This brings me to what I consider the second great merit of the Civics Alliance’s new standards: the restoration of Western civilization to its former place in the social studies curriculum. Before the climacteric year of 1968, the commonest sequence of historical study in public K-12 education went from local and state history, to U.S. history, then on to Western history, world history, and civics, sometimes with a second look at U.S. history in the junior year of high school. Over the last three decades, however, Western history has almost completely disappeared from social studies curricula, and if it survives anywhere in current state standards, I have been unable to find it. It’s missing even from the standards published by Florida, Indiana, and Texas. The combined effects of right-liberal globalization and left-liberal post-colonialism has led most educators to regard the study of Western civilization as obsolete.

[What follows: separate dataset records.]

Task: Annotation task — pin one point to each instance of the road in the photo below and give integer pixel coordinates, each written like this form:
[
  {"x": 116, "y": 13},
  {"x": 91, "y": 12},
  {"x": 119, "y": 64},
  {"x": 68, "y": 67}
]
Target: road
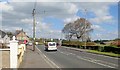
[{"x": 67, "y": 58}]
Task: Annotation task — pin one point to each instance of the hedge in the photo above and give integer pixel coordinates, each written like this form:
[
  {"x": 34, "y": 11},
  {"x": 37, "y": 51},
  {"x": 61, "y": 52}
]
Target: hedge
[{"x": 77, "y": 44}]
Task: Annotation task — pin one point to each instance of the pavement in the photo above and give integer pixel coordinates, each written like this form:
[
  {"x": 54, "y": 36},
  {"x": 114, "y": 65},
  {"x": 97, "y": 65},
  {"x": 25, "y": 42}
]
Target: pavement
[
  {"x": 34, "y": 59},
  {"x": 67, "y": 58}
]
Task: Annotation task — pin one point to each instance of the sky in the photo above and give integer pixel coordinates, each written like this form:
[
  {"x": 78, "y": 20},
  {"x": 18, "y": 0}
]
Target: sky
[{"x": 53, "y": 15}]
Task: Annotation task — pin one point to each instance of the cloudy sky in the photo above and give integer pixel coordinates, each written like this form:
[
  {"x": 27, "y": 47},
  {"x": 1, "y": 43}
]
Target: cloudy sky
[{"x": 52, "y": 15}]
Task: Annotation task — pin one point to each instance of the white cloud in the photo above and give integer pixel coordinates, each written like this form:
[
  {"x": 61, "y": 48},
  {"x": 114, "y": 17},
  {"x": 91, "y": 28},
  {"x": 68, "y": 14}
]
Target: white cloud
[
  {"x": 99, "y": 9},
  {"x": 98, "y": 19},
  {"x": 6, "y": 7},
  {"x": 65, "y": 0},
  {"x": 67, "y": 20},
  {"x": 28, "y": 21}
]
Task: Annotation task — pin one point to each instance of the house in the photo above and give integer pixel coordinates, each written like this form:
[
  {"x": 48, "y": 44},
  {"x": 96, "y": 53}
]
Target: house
[
  {"x": 21, "y": 35},
  {"x": 4, "y": 38}
]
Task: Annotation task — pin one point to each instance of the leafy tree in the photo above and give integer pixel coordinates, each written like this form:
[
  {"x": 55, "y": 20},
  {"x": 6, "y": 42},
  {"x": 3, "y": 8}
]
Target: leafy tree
[{"x": 79, "y": 29}]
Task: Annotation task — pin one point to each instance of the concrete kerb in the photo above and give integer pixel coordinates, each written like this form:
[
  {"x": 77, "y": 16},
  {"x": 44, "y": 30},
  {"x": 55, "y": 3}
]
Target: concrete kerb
[{"x": 83, "y": 50}]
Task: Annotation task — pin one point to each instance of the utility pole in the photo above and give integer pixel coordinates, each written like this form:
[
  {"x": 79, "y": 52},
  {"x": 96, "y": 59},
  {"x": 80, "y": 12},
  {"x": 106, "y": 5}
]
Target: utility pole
[
  {"x": 85, "y": 27},
  {"x": 34, "y": 22}
]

The predictable effect of this change is that Western civilization is no longer considered a special part of the American heritage. Socrates and Cicero, Dante and Michelangelo, Handel and Beethoven, no longer belong to us as citizens of Western countries; they are just possible foci for individual tastes and interests, no different in kind from the teachings of Confucius, the spiritual disciplines of Buddhism, Mongolian throat-singing, or Japanese Noh plays. Without understanding the centuries-long struggle to preserve liberties in the ancient and medieval worlds, without understanding the uniquely rich development of the legal tradition in the West, without appreciating the role that argument, hypothesis, mathematical modelling, and replicable experiment has had in Western science since the Greeks, the young are more likely to acquire the frivolous state of mind, now common, that thinks great civilizational achievements can be jettisoned without loss, once found guilty of “white supremacy.”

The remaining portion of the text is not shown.